Шофер затормозил. На улице Такна и на площади Мерино было темно, но проспект Санчеса Серро ярко освещали фары грузовиков, длинной колонной ехавших к Старому Мосту. Хосефино выскочил из такси, но Дикарка не двинулась с места. Он стал вытаскивать ее, она отбивалась, и арфист — не надо ссориться, помиритесь, а Хосефино — пусть они зайдут, и шофер тоже, — надо уважить Обезьяну, ведь он такой старый, ему исполнилось тысяча лет. Но Болас велел шоферу трогаться, и машина уехала. Теперь и на проспекте было темно — грузовики превратились в мигающие красные огоньки, со скрежетом уносившиеся к реке. Хосефино, насвистывая сквозь зубы, взял за плечо Дикарку, и теперь она без всякого сопротивления преспокойно пошла с ним. Хосефино отпер дверь, и они вошли. В кресле, под маленьким бра, низко уронив голову, храпел Обезьяна. Над пустыми бутылками, стаканами, окурками, остатками еды плавал табачный дым. Они уже выдохлись, и это мангачи? — Хосефино привскочил на месте — непобедимые мангачи? В соседней комнате послышался невнятный голос. Хосе лег на его кровать? Он его убьет.
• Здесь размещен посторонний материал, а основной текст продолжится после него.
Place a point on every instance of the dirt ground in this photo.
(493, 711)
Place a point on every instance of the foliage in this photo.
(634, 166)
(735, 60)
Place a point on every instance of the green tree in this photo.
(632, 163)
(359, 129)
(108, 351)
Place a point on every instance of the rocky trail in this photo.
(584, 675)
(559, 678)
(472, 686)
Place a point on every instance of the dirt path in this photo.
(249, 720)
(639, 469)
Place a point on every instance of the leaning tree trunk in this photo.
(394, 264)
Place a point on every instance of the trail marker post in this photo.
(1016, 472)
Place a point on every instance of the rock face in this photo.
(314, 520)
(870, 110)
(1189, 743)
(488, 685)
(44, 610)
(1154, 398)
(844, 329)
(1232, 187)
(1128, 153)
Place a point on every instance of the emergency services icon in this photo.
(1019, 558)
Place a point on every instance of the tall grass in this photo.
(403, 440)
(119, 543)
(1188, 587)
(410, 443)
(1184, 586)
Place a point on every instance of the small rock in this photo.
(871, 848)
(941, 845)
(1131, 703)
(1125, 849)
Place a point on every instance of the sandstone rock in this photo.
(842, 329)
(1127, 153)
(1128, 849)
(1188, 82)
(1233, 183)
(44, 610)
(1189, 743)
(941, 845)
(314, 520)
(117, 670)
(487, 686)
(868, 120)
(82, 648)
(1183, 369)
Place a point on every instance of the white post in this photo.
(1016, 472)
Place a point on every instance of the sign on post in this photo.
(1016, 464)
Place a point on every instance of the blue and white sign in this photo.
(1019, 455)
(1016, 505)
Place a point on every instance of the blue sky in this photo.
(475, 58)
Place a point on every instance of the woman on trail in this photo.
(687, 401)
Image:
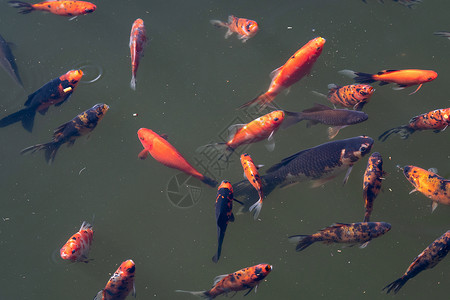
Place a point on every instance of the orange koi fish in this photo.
(247, 278)
(430, 184)
(55, 92)
(120, 284)
(244, 28)
(138, 39)
(78, 246)
(68, 132)
(61, 8)
(224, 214)
(351, 96)
(372, 182)
(436, 120)
(353, 233)
(403, 78)
(297, 66)
(252, 174)
(428, 259)
(161, 150)
(257, 130)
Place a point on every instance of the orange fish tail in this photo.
(25, 8)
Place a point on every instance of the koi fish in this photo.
(257, 130)
(8, 62)
(244, 28)
(351, 96)
(78, 246)
(297, 66)
(428, 259)
(247, 278)
(319, 164)
(430, 184)
(403, 78)
(372, 182)
(224, 214)
(161, 150)
(436, 120)
(68, 132)
(252, 174)
(120, 284)
(61, 8)
(55, 92)
(336, 118)
(138, 39)
(353, 233)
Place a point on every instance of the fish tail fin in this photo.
(404, 131)
(396, 285)
(263, 100)
(201, 294)
(303, 241)
(50, 150)
(25, 8)
(25, 115)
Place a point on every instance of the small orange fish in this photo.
(436, 120)
(161, 150)
(252, 174)
(61, 8)
(403, 78)
(351, 96)
(430, 184)
(78, 246)
(138, 39)
(120, 284)
(296, 67)
(247, 278)
(244, 28)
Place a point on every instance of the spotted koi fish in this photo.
(319, 164)
(430, 184)
(252, 174)
(403, 78)
(428, 259)
(61, 8)
(55, 92)
(372, 182)
(78, 246)
(353, 233)
(297, 66)
(138, 39)
(120, 284)
(68, 132)
(436, 120)
(224, 214)
(257, 130)
(244, 28)
(161, 150)
(353, 96)
(247, 278)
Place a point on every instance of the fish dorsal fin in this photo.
(219, 278)
(317, 107)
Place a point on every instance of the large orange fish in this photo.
(78, 246)
(55, 92)
(257, 130)
(252, 174)
(244, 28)
(165, 153)
(247, 278)
(138, 39)
(403, 78)
(120, 284)
(61, 8)
(297, 66)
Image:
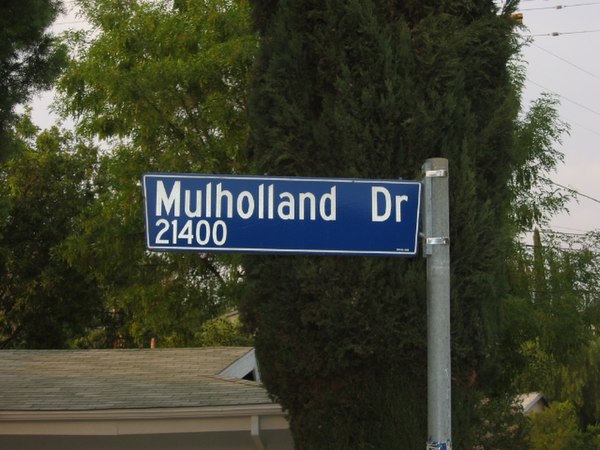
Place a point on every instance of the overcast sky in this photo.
(562, 59)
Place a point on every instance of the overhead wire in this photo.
(575, 191)
(559, 7)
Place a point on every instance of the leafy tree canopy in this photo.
(163, 87)
(30, 58)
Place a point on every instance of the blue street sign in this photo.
(252, 214)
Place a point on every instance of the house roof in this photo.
(87, 380)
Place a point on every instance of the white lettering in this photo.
(331, 199)
(219, 200)
(240, 205)
(312, 204)
(169, 201)
(289, 204)
(375, 216)
(188, 204)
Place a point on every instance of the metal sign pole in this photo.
(436, 248)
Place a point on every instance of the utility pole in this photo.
(436, 248)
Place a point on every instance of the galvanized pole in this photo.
(436, 248)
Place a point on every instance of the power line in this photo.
(576, 192)
(558, 33)
(565, 98)
(577, 5)
(567, 61)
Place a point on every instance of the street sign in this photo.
(295, 215)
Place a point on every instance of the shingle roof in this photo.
(51, 380)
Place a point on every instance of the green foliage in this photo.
(30, 58)
(223, 332)
(536, 198)
(163, 88)
(551, 323)
(366, 88)
(43, 301)
(556, 429)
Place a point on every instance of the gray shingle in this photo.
(44, 380)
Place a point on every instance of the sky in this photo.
(561, 59)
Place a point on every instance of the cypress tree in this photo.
(371, 88)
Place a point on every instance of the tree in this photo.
(551, 323)
(164, 88)
(556, 429)
(371, 89)
(44, 303)
(30, 58)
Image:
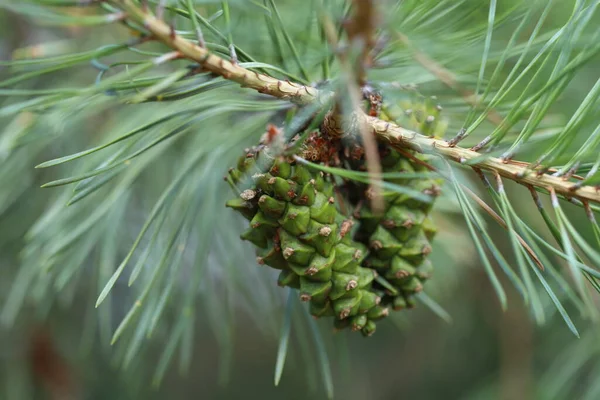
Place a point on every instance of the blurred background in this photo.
(58, 346)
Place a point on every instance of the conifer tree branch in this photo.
(387, 131)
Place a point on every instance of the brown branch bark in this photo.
(384, 131)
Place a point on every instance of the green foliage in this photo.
(131, 143)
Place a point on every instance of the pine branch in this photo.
(390, 132)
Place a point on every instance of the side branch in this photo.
(394, 134)
(262, 83)
(518, 172)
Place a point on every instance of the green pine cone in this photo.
(399, 239)
(297, 229)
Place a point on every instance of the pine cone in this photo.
(297, 229)
(399, 238)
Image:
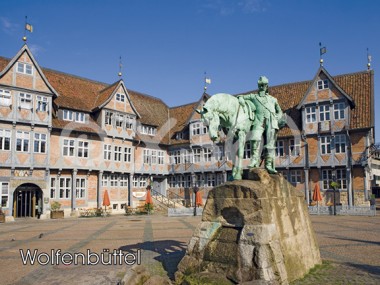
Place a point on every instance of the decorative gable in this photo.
(24, 72)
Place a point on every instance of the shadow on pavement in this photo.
(170, 252)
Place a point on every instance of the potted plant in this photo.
(56, 212)
(2, 216)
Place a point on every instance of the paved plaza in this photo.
(349, 245)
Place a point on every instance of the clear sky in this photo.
(167, 45)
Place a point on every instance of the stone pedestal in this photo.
(254, 231)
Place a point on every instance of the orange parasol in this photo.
(317, 193)
(198, 199)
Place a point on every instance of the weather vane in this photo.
(28, 27)
(322, 50)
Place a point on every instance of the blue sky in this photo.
(167, 45)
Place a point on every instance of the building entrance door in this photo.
(27, 201)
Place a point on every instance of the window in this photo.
(79, 117)
(39, 143)
(105, 180)
(119, 119)
(340, 143)
(154, 157)
(64, 187)
(324, 113)
(82, 149)
(295, 176)
(280, 148)
(24, 68)
(323, 84)
(196, 129)
(5, 139)
(81, 188)
(146, 156)
(197, 155)
(341, 178)
(310, 115)
(5, 97)
(108, 118)
(210, 179)
(325, 145)
(120, 97)
(52, 188)
(148, 130)
(247, 150)
(326, 179)
(127, 154)
(294, 147)
(67, 115)
(160, 157)
(117, 153)
(107, 151)
(42, 104)
(4, 194)
(124, 180)
(22, 142)
(207, 154)
(113, 180)
(68, 147)
(339, 111)
(25, 101)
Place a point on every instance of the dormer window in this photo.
(5, 97)
(323, 84)
(120, 97)
(24, 68)
(69, 115)
(148, 130)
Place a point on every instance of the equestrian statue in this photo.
(248, 117)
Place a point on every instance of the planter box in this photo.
(57, 214)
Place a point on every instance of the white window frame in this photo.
(295, 176)
(280, 149)
(339, 111)
(340, 143)
(24, 68)
(68, 115)
(118, 153)
(42, 103)
(25, 101)
(83, 149)
(40, 143)
(107, 151)
(5, 97)
(64, 188)
(4, 194)
(325, 144)
(327, 175)
(22, 141)
(322, 84)
(5, 139)
(68, 147)
(324, 113)
(310, 114)
(120, 97)
(294, 147)
(53, 190)
(127, 154)
(81, 186)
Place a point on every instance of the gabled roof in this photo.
(324, 71)
(10, 63)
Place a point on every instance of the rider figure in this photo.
(268, 117)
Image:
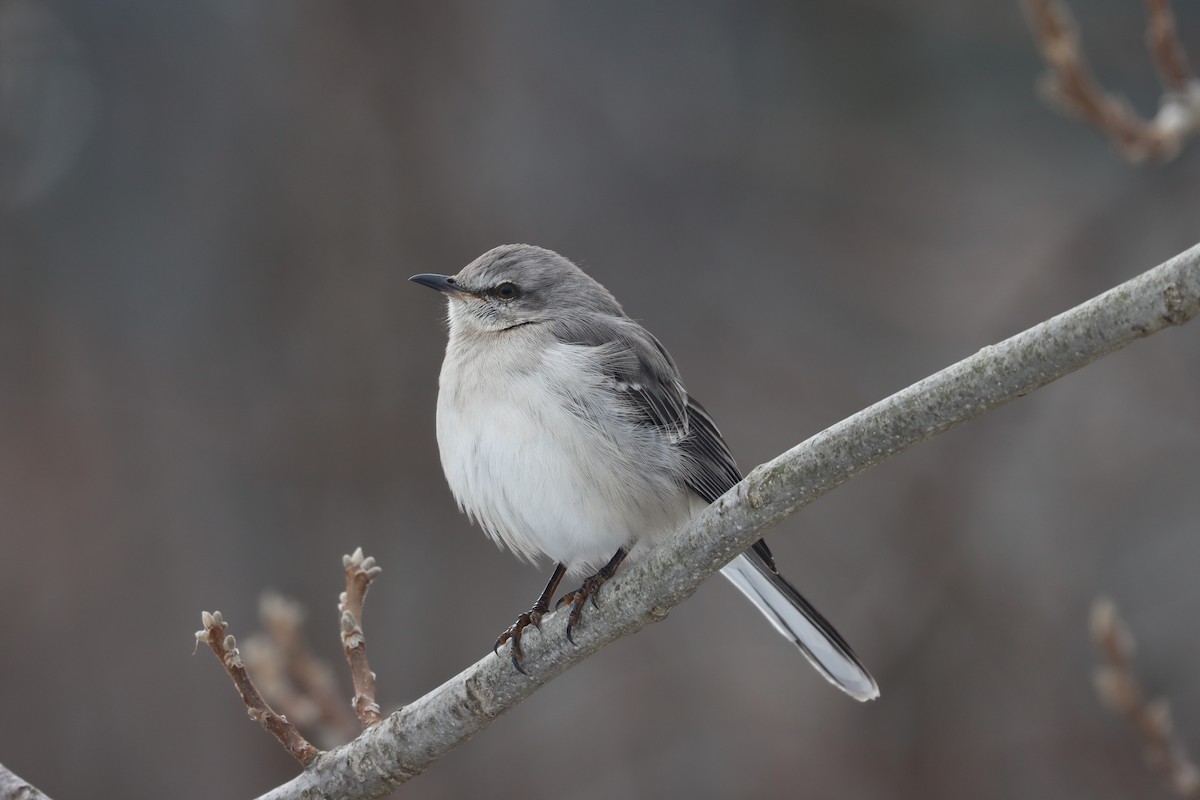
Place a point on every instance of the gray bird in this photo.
(565, 432)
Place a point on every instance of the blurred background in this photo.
(215, 379)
Обезьяна выпрямился, тряхнув головой, — кто это выдохся, черт побери, — улыбнулся, и у него заблестели глаза — Боже мой — и голос зазвучал фальцетом — Боже мой, кто пришел. Он встал — сколько лет, сколько зим, — и, спотыкаясь, пошел навстречу Дикарке — как он рад ее видеть — отодвигая стулья и отшвыривая ногами бутылки, — ему так хотелось повидать сестрицу, а Хосефино — ну, сдержал я слово или нет? Чем я хуже мангачей? Взъерошенный и растрепанный, Обезьяна с раскрытыми объятиями и широкой улыбкой, выписывая зигзаги, приближался к Дикарке — и как она похорошела, но почему же она пятится, сестрица, она должна поздравить его, разве она не знает, что у него день рождения?
— Это верно, ему исполнилось миллион лет, — сказал Хосефино. — Хватит кочевряжиться, Дикарка, обними его.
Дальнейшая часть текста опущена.